PRIVATE SECTOR LEADERSHIP
The organisation states that business has, through BLSA, Business for South Africa and other forums, provided technical support, personnel and expertise into government over the past two-and-a-half years in response to the President’s thuma mina call.
"Yet, a recovery from a crisis of this depth cannot be micromanaged and must be unleashed with the State assembling the right foundations," it asserts.
BLSA believes government needs to understand where it does not have the capacity - let alone the funds – to drive elements of the recovery and enable business to do so, where applicable.
There are three key areas in this regard which are interlinked, BLSA explains.
First, the government’s infrastructure push is welcome but cannot be fully centrally directed at every stage and must see a greater degree of private-led provisioning and financing of bankable projects.
“Our member firms, including banks and asset managers – stand ready to fund bankable and economically positive infrastructure in significant size in the coming years. Yet uneconomical and pet projects distract,” BLSA points out.
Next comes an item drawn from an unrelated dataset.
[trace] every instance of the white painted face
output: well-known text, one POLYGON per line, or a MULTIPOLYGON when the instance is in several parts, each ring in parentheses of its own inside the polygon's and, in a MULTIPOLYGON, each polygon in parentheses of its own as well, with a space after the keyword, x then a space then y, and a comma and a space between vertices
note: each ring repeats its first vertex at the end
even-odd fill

The second issue is that the private sector has the capacity to rapidly solve the current and growing future energy crisis. The private sector can finance and deliver the projects rapidly and on budget for their own use embedded in their operations, or into a smart future-facing grid managed by an Independent Transmission System Market Operator either to be bought by specific buyers or for general use.
BLSA notes that government simply needs to stand out of the way, change its mindset and make some small amendments to regulations allowing others to solve the problem.
Government can then be free to direct a pro-jobs and pro-local-content industrialisation that helps effectively manage a just energy transition.
BLSA continues that the third area is the need for business to have the freedom to find the right technical mix of skills in their businesses to make the maximum impact that will allow us to hire the largest number of South Africans. This means a liberalisation of the key skills visa list and far more efficient administration of it.
The partnership of business and State should be very simple – we want to grow as fast as possible, which allows us to hire the most people possible, BLSA affirms.
With growth comes increased tax revenue, but tax can also stimulate or restrain growth. Increased tax rates divert money from investment, which slows the recovery.
Tax collection can be improved by clamping down on the illicit economy and continuing to invest in improved collection capacity at the South African Revenue Service.
Simultaneously, BLSA says "we must ensure that State expenditure is free of vested interests, and as efficient as possible, particularly in spending on education, skills and healthcare for all".
“Our interests are aligned. We are interested in a conducive environment that is eliminating poverty and reducing inequality for our member firms to flourish in. Cutting expenditure can only get one so far if there is no growth.
“The same growth that will help Treasury with revenues, and shareholders and employees with income, is the growth that will lead us away from the fiscal cliff edge and the path to an International Monetary Fund (IMF) programme,” BLSA puts forward.
The credibility of government’s reform and recovery plan will combine with the fiscal credibility set out in the MTBPS "to lay out the train tracks from here".
BLSA says it certainly does not want a path that leads to an IMF programme, given that it can be avoided by the right choices being made with strong leadership that sweeps away vested interests and stale thinking.
“The choices outlined in the coming week will dictate if we are on that path and those steps are being taken,” the organisation notes.